Data Brief. 2024 Sep 19:57:110960. doi: 10.1016/j.dib.2024.110960. eCollection 2024 Dec.

Abstract

One of the most striking topics in Artificial Intelligence (AI) is Image captioning that aims to integrate computer vision and natural language processing to create descriptions for each image. In this paper, we propose a new dataset designed specifically for image captioning in gingivitis diagnosis using deep learning. It includes 1,096 high-resolution intraoral images of 12 anterior teeth and surrounding gingival tissue that were collected under controlled conditions with professional-grade photography equipment. Each image features detailed labels and descriptive captions. The labeling process involved three periodontists with over ten years of experience who assigned Modified Gingival Index (MGI) scores to each tooth in the images, achieving high inter-rater reliability through a rigorous calibration process. Captions were then created by the same periodontists, offering diverse descriptions of gingivitis severity and locations.
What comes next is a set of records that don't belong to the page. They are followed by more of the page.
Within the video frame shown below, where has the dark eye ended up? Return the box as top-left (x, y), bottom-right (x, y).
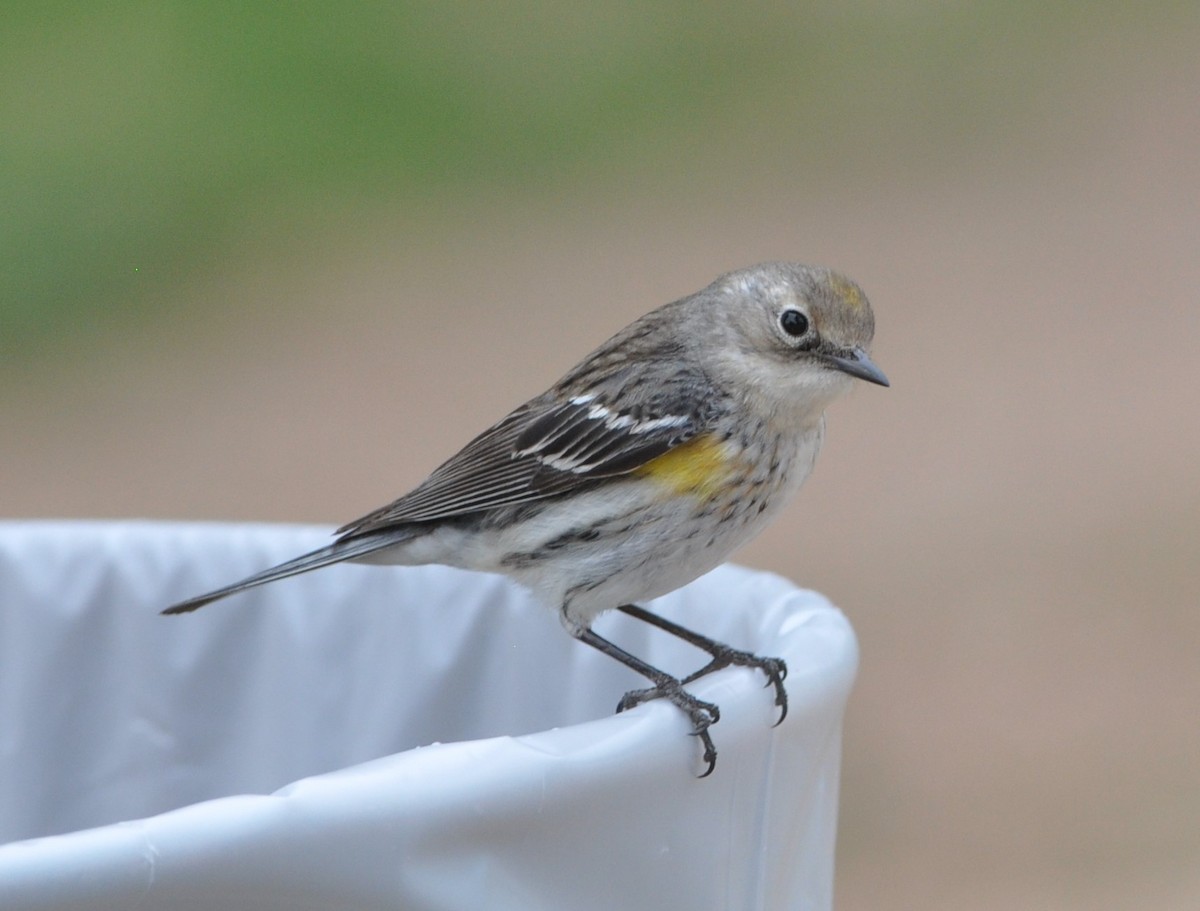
top-left (779, 310), bottom-right (809, 338)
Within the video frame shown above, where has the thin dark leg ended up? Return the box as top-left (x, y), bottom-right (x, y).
top-left (570, 627), bottom-right (721, 778)
top-left (617, 604), bottom-right (787, 725)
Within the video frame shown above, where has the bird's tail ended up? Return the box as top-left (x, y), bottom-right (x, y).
top-left (162, 526), bottom-right (413, 613)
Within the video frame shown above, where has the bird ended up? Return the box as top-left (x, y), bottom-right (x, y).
top-left (162, 262), bottom-right (889, 778)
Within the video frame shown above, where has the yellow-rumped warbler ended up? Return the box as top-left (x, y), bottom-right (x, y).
top-left (163, 263), bottom-right (888, 775)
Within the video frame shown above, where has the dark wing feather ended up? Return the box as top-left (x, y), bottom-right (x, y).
top-left (338, 371), bottom-right (716, 537)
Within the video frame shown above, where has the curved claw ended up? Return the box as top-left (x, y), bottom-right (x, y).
top-left (691, 729), bottom-right (716, 778)
top-left (617, 677), bottom-right (721, 778)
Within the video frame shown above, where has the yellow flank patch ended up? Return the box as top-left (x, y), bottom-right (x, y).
top-left (829, 272), bottom-right (863, 310)
top-left (635, 433), bottom-right (732, 499)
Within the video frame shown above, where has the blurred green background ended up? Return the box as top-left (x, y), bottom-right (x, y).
top-left (7, 0), bottom-right (1200, 911)
top-left (0, 0), bottom-right (1188, 358)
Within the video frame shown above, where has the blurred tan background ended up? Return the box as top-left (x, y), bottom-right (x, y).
top-left (0, 7), bottom-right (1200, 911)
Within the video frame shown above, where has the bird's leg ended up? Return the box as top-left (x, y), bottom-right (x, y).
top-left (566, 623), bottom-right (721, 778)
top-left (617, 604), bottom-right (787, 725)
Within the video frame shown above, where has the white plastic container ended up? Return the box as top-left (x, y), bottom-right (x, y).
top-left (0, 522), bottom-right (857, 911)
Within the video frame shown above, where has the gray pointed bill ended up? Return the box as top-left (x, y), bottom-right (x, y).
top-left (824, 348), bottom-right (892, 386)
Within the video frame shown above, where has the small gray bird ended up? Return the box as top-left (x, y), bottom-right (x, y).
top-left (163, 263), bottom-right (888, 777)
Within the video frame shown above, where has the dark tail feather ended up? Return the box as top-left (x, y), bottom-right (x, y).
top-left (162, 527), bottom-right (413, 613)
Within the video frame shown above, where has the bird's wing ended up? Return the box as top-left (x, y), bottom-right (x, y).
top-left (338, 373), bottom-right (716, 538)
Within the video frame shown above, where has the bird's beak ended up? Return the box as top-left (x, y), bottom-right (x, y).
top-left (824, 348), bottom-right (892, 386)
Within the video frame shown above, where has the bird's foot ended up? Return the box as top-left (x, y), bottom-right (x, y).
top-left (617, 675), bottom-right (721, 778)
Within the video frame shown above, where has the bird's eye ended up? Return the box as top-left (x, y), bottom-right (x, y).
top-left (779, 307), bottom-right (809, 338)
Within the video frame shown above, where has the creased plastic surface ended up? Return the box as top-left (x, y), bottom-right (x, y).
top-left (0, 522), bottom-right (857, 911)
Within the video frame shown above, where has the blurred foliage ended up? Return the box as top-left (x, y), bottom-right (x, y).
top-left (0, 0), bottom-right (1185, 358)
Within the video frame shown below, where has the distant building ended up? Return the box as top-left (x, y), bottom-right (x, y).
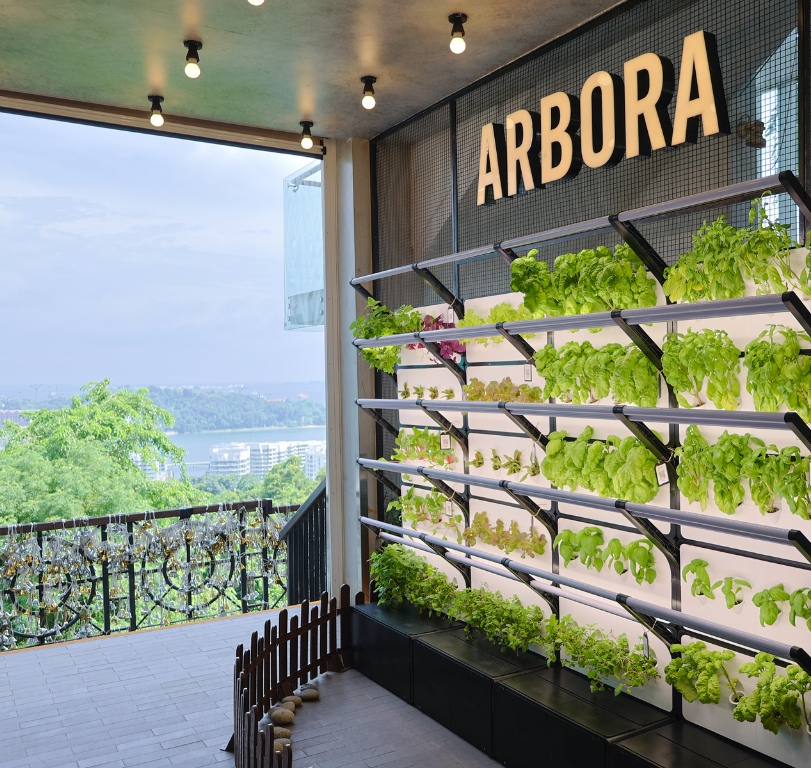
top-left (209, 440), bottom-right (327, 477)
The dataset is systematically organized into training, validation, and testing subsets for systematic accessibility. This dataset supports the development of advanced image captioning algorithms and is a valuable educational resource for integrating real-world data into dental research and curriculum.

Keywords: Annotation; Caption generation from images; Computer vision; Deep learning; Gum disease diagnosis.